‘Golden Monkey’ is more of a descriptor today than a grade or type of tea. However, that being said, traditionally it should only be used to describe what historically has been known as ‘Panyang Congou’, which is a place-specific black tea from eastern China.
One of the glorious, wonderful black teas upon which China has built quite a reputation, Golden Monkey (as Bai Lin) may or may not have tip, and may refer to a harvest of leaf that may consist of fairly small leaf up to fairly huge leaf. Depending on the provenance of the bushes or small trees from which the leaf is plucked (and their age), the leaf can also range from being quite youthful and assertive to showing maturity and softness. The description of the purveyor will help establish the particulars of the specific tea that you are purchasing.
Naming a batch of leaf ‘Golden Monkey’ is a bit like using the term ‘Burgundy’ or ‘Blue Cheese’. The analogy is that the former could be a bottle of Santenay or the latter a wedge of Roquefort, but those are normally more specifically identified as such, whereas a regional bottling of a fine Pinot Noir or another ‘blued’ sheep’s milk cheese will merit a more general designation. Similarly, we here at Tea Trekker often have several teas that could be named ‘Golden Monkey, but we provide a more specific origin for those harvests. We reserve the ‘Golden Monkey’ title for a tea that is from the region in eastern China that is home to fine teas that are wonderful and distinctive in a certain style, but the pluck of which has not been kept separate so does not have a more specific harvest designation.
We here at Tea Trekker normally offer two ‘Golden Monkey’ plucks. One is often small leaf and the other large, because they do show quite differently. At the moment we have two Bai Lin offerings and one Golden Monkey. We also offer a Wai Shan Lao Shu, and a Jin Jun Mei, both of which most tea professionals would consider to be in the same ‘family’.
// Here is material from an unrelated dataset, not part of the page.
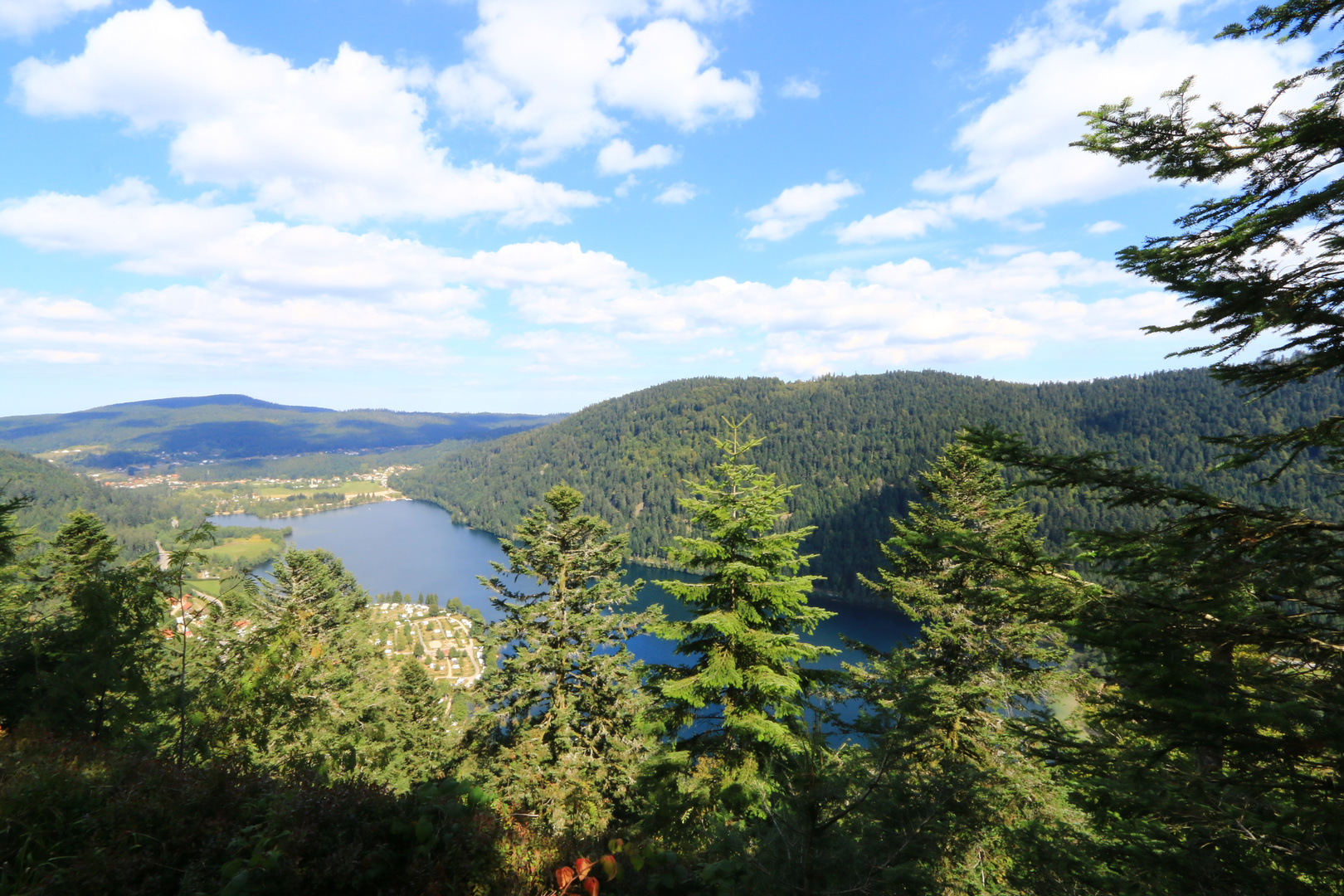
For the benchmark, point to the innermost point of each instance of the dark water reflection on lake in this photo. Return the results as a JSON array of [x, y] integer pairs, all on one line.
[[414, 547]]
This batch of Golden Monkey, our ‘Extra-Tippy’, is in the style of what we believe to be the ‘original’ Panyang Congou style: small-ish leaf, well-plucked and nicely twisted, with an even, slightly cacao-y aromatic and flavor that is mounted on a super smooth body. The aromatic is pleasant and inviting and the aftertaste is pleasantly ‘returning’, in the Chinese fashion.
This delicious, full-flavored tea can be drunk neat (in the Asian style) or can be served with almost any normal additive, except lemon – yuk!